Um júri de São Paulo absolveu, nesta quinta-feira (30), dois policiais militares acusados de matar a tiros um jovem desarmado e já rendido na comunidade de Paraisópolis, na zona sul da capital paulista. Os jurados reconheceram que os cabos Renato Torquatto da Cruz e Robson Noguchi de Lima participaram da morte, mas decidiram absolvê-los. O juiz confirmou o veredicto e determinou a soltura dos dois, que estavam presos em presídio militar.
A vítima foi Igor Oliveira de Moraes Santos, de 24 anos, morto em 10 de julho de 2025 durante uma operação policial na comunidade. Ele foi atingido por três disparos — dois no tórax e um no pescoço.

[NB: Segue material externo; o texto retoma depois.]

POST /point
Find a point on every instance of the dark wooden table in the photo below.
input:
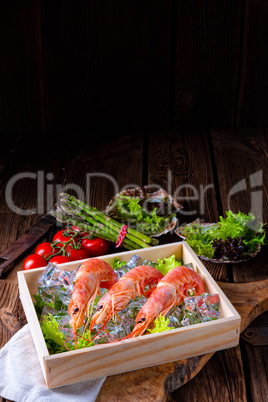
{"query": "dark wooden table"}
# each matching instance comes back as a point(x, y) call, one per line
point(211, 171)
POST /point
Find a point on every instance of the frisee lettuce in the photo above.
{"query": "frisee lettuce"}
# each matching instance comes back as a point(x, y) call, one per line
point(160, 325)
point(167, 264)
point(130, 210)
point(235, 226)
point(57, 341)
point(118, 264)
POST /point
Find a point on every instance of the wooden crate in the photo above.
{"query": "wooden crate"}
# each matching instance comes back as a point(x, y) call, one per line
point(131, 354)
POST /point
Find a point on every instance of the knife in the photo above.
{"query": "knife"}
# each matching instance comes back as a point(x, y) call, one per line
point(35, 232)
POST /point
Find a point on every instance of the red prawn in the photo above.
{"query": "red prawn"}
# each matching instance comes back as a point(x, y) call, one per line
point(170, 291)
point(131, 285)
point(91, 276)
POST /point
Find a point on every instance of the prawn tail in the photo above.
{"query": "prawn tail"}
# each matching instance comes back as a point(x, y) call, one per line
point(103, 314)
point(141, 326)
point(77, 318)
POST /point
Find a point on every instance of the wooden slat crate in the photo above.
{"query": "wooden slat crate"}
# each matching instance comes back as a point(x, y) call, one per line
point(131, 354)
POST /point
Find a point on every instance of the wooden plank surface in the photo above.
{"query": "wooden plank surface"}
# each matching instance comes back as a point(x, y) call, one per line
point(187, 156)
point(248, 182)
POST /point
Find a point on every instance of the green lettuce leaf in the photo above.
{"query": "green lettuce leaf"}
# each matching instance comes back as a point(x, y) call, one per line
point(160, 325)
point(167, 264)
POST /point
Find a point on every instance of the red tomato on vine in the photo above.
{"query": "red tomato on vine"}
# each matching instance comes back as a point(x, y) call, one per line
point(34, 261)
point(96, 246)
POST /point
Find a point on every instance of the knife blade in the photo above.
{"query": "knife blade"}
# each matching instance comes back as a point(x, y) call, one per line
point(35, 232)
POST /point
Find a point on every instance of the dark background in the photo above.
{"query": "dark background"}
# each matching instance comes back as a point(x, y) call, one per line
point(117, 66)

O que mostram as câmeras corporais
O caso foi registrado pelas câmeras corporais dos próprios policiais. As imagens mostram Igor desarmado, com as mãos acima da cabeça, atrás de uma cama, antes de ser atingido. Em outro trecho, o jovem aparece no chão e responde "Não, senhor" à pergunta de um policial sobre se tinha passagem pela polícia. Nas gravações, policiais são ouvidos dizendo "as COP, as COP" — referência às câmeras operacionais portáteis — antes de novos disparos.

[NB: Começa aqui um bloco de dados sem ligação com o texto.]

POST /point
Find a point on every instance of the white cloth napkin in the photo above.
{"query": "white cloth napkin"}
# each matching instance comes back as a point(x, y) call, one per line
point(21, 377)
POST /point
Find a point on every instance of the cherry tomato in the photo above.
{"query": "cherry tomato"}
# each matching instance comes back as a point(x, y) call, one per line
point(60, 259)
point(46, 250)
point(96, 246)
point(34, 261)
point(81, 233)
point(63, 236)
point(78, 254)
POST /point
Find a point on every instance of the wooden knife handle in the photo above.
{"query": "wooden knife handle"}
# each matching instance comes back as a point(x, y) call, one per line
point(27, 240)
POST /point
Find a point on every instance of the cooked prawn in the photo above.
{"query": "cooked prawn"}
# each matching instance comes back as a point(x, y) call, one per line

Para o Ministério Público, os policiais perseguiam suspeitos de tráfico que se esconderam em um quarto; ao serem encontrados atrás de uma cama, os suspeitos obedeceram à ordem de levantar as mãos, inclusive a vítima. Ainda assim, de acordo com a acusação, Torquatto atirou em Igor com as mãos erguidas e, em seguida, Noguchi disparou com uma espingarda. Um laudo pericial apontou Torquatto como autor dos disparos fatais, e testemunhas relataram que nenhuma arma ou droga foi encontrada no local.
A versão inicial da Polícia Militar era outra: a corporação informou que os policiais faziam patrulhamento quando receberam informação sobre indivíduos armados com fuzis, que teriam fugido para dentro de uma residência, e afirmou que armas, munições, drogas e documentos ligados ao tráfico foram apreendidos. Depois, a versão passou a ser a de busca por uma suspeita "casa-bomba", que nunca foi localizada.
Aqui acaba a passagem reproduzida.